The City of Sault Ste. Marie has their target for new housing and now they’ve approved a plan to help nail it.
Council Monday night approved staff’s Housing Action Plan, a necessary step to tapping into the province’s $1.2 billion Building Faster Fund.
Sault Mayor Matthew Shoemaker has committed in writing to meet a provincially-assigned target of 1,500 new housing units in the city by 2031. Shoemaker has also provided a written response to Queen’s Park’s 74 Housing Affordability Task Force (HAFT) recommendations. Both were required steps to attain funding as mandated by the Province. A third called for the city to demonstrate a commitment to accelerate its housing supply by developing a Municipal Housing pledge by Dec. 15, 2023.
Council’s approval of the Housing Action Plan fulfills that third step. The plan’s vision statement is that “all residents of the city have equitable access to housing that is safe, adequate and affordable.” The City Planning department and the Affordable Housing Task Force were the major drivers of the housing plan. Public consultations were also held throughout the past year.
Five goals highlight the plan, with increasing the housing supply to meet demand and addressing affordability issues at the top of the list.
Streamlining the approvals process is next and focuses on improving the process, review and approval of development applications.
The third goal is to build partnerships with housing stakeholders, including various levels of government, community-based organizations and agencies. Seeking out funding and educating the public on local housing challenges and heightening awareness of the plan round of the top priorities.
New growth will be directed toward First Neighborhoods, areas that were the first to be settled in the Sault, and Major Node Areas, which are sections of the city within safe and walk-able distance to a range of services and amenities, including retail clusters, supermarkets, parks, schools, public transit and an active transportation network.

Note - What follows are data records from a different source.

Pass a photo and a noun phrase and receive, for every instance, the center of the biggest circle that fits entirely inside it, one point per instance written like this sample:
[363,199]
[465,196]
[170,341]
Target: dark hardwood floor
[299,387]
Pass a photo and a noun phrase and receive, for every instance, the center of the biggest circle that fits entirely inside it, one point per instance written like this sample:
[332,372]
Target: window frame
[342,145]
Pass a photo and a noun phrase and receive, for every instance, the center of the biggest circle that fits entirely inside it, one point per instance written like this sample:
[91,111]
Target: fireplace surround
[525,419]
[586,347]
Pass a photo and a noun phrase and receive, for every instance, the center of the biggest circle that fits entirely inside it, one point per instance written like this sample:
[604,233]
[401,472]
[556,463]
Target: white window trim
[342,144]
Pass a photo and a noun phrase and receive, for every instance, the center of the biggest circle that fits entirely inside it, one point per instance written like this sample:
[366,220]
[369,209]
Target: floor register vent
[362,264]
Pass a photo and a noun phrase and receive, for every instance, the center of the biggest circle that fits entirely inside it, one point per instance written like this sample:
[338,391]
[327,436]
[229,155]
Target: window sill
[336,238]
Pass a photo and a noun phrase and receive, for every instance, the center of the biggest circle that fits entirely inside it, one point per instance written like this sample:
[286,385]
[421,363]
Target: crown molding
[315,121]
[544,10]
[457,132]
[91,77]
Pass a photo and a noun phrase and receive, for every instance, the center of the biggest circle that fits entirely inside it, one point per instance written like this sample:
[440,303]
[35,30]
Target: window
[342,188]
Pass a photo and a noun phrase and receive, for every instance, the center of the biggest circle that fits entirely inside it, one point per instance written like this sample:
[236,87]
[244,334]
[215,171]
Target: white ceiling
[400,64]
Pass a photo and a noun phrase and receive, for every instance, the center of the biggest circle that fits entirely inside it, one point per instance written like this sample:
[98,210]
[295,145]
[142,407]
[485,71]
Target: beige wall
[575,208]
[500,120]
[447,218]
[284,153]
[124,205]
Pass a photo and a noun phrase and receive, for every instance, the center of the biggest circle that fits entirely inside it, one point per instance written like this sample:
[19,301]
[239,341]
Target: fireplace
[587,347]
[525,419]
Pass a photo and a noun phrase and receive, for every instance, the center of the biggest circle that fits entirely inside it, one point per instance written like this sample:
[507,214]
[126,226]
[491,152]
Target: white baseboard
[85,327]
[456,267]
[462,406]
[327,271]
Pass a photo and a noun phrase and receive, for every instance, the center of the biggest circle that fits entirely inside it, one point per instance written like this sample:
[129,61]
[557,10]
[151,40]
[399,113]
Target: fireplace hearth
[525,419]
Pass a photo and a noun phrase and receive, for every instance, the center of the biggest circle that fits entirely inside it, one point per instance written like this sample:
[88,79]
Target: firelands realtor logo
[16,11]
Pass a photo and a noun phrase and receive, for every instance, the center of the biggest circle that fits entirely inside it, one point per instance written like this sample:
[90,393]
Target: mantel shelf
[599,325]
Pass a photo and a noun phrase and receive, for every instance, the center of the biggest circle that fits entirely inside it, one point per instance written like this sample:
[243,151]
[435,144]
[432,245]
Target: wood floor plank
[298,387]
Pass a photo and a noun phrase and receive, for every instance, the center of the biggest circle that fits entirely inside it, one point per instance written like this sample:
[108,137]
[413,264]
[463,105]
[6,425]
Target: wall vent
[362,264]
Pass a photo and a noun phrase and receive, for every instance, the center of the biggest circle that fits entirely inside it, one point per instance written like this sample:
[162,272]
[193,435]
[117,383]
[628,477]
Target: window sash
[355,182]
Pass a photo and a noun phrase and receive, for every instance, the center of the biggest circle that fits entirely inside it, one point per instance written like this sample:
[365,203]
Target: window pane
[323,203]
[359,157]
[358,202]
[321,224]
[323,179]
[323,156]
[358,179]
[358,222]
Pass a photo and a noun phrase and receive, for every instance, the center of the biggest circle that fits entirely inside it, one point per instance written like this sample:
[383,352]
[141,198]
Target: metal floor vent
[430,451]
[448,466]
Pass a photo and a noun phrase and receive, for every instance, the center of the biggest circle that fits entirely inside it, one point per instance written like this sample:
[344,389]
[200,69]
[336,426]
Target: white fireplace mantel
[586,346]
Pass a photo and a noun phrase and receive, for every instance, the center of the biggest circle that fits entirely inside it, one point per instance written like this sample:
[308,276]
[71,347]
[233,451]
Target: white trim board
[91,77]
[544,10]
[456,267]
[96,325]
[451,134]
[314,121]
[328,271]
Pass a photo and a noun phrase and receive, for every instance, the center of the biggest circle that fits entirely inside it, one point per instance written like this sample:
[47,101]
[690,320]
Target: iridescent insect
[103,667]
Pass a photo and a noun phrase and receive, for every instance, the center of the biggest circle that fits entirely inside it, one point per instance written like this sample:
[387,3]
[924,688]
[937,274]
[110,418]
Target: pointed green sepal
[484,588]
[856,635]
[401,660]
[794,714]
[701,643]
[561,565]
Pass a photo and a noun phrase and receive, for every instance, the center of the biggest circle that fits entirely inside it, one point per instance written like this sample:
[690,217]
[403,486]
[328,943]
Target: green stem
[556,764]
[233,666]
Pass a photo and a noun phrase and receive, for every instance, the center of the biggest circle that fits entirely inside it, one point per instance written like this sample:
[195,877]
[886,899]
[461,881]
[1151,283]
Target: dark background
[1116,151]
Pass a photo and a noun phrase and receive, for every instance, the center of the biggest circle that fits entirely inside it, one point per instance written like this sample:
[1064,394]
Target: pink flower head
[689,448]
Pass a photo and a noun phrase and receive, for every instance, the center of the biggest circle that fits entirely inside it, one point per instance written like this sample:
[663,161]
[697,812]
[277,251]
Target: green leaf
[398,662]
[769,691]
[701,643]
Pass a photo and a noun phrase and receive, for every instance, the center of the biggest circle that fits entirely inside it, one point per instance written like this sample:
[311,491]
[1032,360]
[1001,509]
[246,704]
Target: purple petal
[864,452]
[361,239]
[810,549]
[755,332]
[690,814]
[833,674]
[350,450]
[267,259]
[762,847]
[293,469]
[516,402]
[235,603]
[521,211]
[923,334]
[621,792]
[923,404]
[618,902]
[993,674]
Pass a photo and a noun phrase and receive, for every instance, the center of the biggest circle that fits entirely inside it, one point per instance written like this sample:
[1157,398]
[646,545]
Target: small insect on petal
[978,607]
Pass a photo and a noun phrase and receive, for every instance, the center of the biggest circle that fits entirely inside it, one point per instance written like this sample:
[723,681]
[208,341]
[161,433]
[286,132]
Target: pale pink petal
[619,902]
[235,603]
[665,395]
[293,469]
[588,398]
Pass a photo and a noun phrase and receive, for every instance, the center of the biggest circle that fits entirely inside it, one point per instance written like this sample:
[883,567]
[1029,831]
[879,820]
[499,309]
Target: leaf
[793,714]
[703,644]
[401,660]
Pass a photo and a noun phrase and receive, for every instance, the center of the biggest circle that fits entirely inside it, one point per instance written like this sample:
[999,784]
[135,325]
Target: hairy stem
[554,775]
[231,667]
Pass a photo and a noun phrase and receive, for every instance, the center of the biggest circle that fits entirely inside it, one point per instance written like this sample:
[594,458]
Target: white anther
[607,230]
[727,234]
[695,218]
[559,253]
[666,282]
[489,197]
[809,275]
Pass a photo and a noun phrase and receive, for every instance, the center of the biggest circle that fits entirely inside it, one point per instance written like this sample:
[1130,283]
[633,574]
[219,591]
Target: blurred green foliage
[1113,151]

Ward 1 Councillor Sandra Hollingsworth asked if tiny homes are being considering in the new housing mix.
City Planning Director said tiny homes Peter Tonazzo could be part of the picture. “Tiny homes certainly represent a viable option for affordable housing,” said Tonazzo. “Currently the zoning by-law doesn’t regulate a minimum or a maximum gross square area. But when you look at some of the performance standards that we’re going to look at when we’re allowing more dwelling units on a lot, they lend themselves very well to tiny homes.”
Ward 3 Coun. Lisa Vezeau-Allen asked about the strategy behind first neighborhoods for development, when, as the label suggests, they were among the first built in the city and already established.
“There’s not a lot of open land, so I guess I’m wondering what is going to be the strategy of identifying these first neighborhoods,” said Vezeau-Allen. “That’s a great question,” said City Director of Planning, Peter Tonazzo. “The capacity isn’t necessarily there to build the majority of the new dwelling units, but whatever kind of investment we can get in these areas will be very impactful. That’s why we’re really trying to prioritize these areas.”
Tonazzo added “there are some pockets and vacant lands” that can suitably accommodate higher density and some bigger lots that hold opportunities.
“It comes down to some of these areas haven’t seen the levels of investment other areas of the city have in the last 30-40 years. It’s really about trying to transform these areas back to the way they originally
were,” said Tonazzo.
According to the staff study, the city will need approximately 3115 new housing units by 2036 as the Sault’s population is expected to grow by 8,400 between 2021 and 2036, significantly impacting demand.
More freehold, rental and subsidized housing are needed, the study found.
the Sault’s local housing is old; 75 per cent of residential units were built before 1980. Housing resale prices are outpacing the rise in household incomes Rental rates are growing quickly and creating an affordability gap Rental housing units have fallen behind demand Ward 2 Councillor Luke Dufour commended everyone involved in creating the plan.
“A lot of thought really went in to the production of this plan,” Dufour told council. “I know that we’re kind of presenting it here as a piece to kind of check a box provincially, but I think a lot of the work that went into it is broader than that and is going to feed in to a lot of cool plans that are going to come to this council over the next year.”